His eyes go all shifty. “He's gone on an errand.”

The errand Rodell has gone off on is drinking, either at the Two Dog or Carl White's place. It aggravates me that he's left that boy to collect a case of nerves and allowed Dora Lee's killer to take his sweet time getting out of town.

“Can I talk to the boy you've got in custody?”

James Harley scratches his chin. “I don't know if anybody's supposed to go in there.”

I put my hands on the desk and lean over him. “James Harley, you know I was chief of police for sixteen years, don't you?”

“Yessir.”

“Well, I'm here to tell you there's no law against letting a citizen have access to somebody in custody. Unless you think I'm going to break him out of jail.”

“Aw, Chief Craddock, you know I don't think that.” He stands up and puts his hat on, which strikes me as perverse, seeing that we're just walking into the next room. “I'll take you back there.”

We walk back where two cells are located. One of them is empty. The boy is lying on a bunk in the other one. Since the building is only a few years old, you'd think it would be clean and cool. But the air-conditioning that has it about 60 degrees up front doesn't reach back here, where it feels about 85 degrees. It smells like old piss, and the walls are covered with graffiti of the kind you'd expect in a small town jail—pictures of anatomy and words to describe it. The boy sits up as soon as he sees me.

I wait for James Harley to open the cell, but he stands there, looking like a spooked cow.

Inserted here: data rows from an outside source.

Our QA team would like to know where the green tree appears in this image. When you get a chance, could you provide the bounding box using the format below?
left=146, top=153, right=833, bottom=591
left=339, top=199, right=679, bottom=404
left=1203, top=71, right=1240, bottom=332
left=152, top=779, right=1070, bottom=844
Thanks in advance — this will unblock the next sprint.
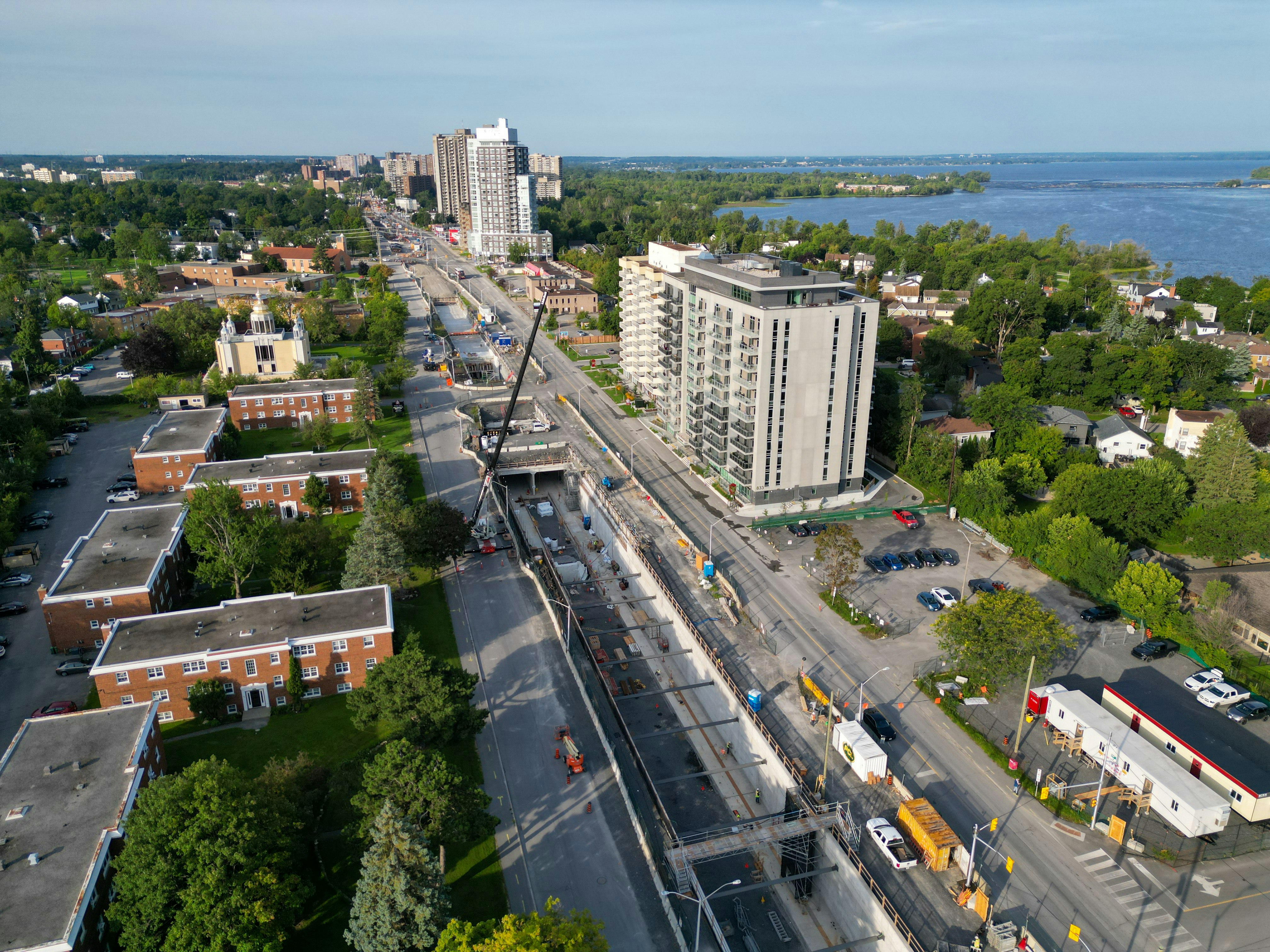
left=186, top=678, right=225, bottom=723
left=815, top=522, right=860, bottom=598
left=106, top=756, right=311, bottom=952
left=437, top=898, right=608, bottom=952
left=348, top=645, right=489, bottom=745
left=186, top=480, right=278, bottom=598
left=931, top=589, right=1076, bottom=685
left=353, top=739, right=498, bottom=843
left=1110, top=562, right=1182, bottom=632
left=344, top=800, right=449, bottom=952
left=1186, top=414, right=1257, bottom=507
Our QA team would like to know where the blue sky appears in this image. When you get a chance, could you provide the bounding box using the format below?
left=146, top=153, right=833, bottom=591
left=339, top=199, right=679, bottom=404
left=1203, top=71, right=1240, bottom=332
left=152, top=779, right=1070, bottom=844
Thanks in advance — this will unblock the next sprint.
left=0, top=0, right=1270, bottom=155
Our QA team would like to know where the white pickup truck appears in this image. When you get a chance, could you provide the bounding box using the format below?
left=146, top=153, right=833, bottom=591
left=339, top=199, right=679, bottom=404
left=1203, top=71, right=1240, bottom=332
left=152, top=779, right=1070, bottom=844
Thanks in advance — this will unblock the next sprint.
left=865, top=816, right=917, bottom=870
left=1195, top=680, right=1252, bottom=707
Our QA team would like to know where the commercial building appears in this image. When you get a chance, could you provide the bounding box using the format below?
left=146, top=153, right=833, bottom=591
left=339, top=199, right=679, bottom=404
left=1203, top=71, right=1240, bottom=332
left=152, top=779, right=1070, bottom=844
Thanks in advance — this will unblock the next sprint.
left=624, top=247, right=879, bottom=507
left=184, top=449, right=375, bottom=519
left=37, top=503, right=189, bottom=651
left=0, top=703, right=166, bottom=952
left=89, top=585, right=392, bottom=721
left=216, top=294, right=312, bottom=378
left=467, top=119, right=551, bottom=258
left=229, top=377, right=357, bottom=430
left=132, top=406, right=227, bottom=492
left=437, top=129, right=472, bottom=221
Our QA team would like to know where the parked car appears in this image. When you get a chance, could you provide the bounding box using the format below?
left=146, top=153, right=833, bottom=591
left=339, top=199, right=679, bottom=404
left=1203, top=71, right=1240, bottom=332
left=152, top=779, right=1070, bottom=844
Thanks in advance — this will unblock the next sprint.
left=1129, top=638, right=1181, bottom=661
left=1182, top=668, right=1226, bottom=690
left=31, top=701, right=79, bottom=717
left=860, top=708, right=895, bottom=744
left=1081, top=605, right=1120, bottom=622
left=917, top=592, right=944, bottom=612
left=1226, top=701, right=1270, bottom=723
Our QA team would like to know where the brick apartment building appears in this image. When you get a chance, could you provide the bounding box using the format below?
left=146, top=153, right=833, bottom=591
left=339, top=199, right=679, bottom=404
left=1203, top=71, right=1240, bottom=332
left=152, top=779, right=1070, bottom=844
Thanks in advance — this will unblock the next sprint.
left=132, top=406, right=227, bottom=492
left=89, top=585, right=392, bottom=721
left=37, top=503, right=188, bottom=651
left=184, top=449, right=375, bottom=519
left=0, top=702, right=166, bottom=952
left=229, top=377, right=357, bottom=430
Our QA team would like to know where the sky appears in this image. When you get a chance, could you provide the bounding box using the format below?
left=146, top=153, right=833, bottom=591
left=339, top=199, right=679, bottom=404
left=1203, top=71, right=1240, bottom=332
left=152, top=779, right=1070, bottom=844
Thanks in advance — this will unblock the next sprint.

“Will you open the door so I can go in there and talk to the prisoner?”

“I got to get the keys,” he says and ambles off to the front.

“You doing okay?” I ask the boy.

He slaps at a mosquito on the back of his neck. He's still wearing the clothes he was painting in, and they're all covered with pastel dust. Rodell didn't even give him a chance to clean up. “I wish they'd just come and ask me what they need to ask.”

James Harley comes back and lets me into the cell. I tell him I don't need him hanging around. By now he's decided I can boss him around, so he gets on back to the front office, presumably to resume his business of staring out the front window.

“We need to talk,” I say, sitting down on the bunk next to Greg.

He shoves his hands under his thighs as if to keep them still. There's a film of sweat over his face and I can feel the damp collecting on my upper lip. Mosquitoes are humming all around us.

“First of all, I'm embarrassed to say I don't remember your last name.”

“Marcus.”

“Greg Marcus. Greg, talk to me about your family. Are your dad's folks still alive? Any aunts and uncles?”

It takes him a few seconds to get started talking. He tells me he has family down in Harlingen.

“Give me a few details.”

He sighs. “My daddy's folks still live on their old place down there, but my grandma has Parkinson's, and my Aunt Patsy says she thinks they're going to have to move into town with her.” He gives a little snort, the first time I've seen anything but his gloomy side.

“What's funny?”

“I don't see how that's going to work out. My aunt and uncle are real religious and have about a hundred kids, seems like. My granddad likes his whiskey, and I don't think Patsy's going to put up with that.”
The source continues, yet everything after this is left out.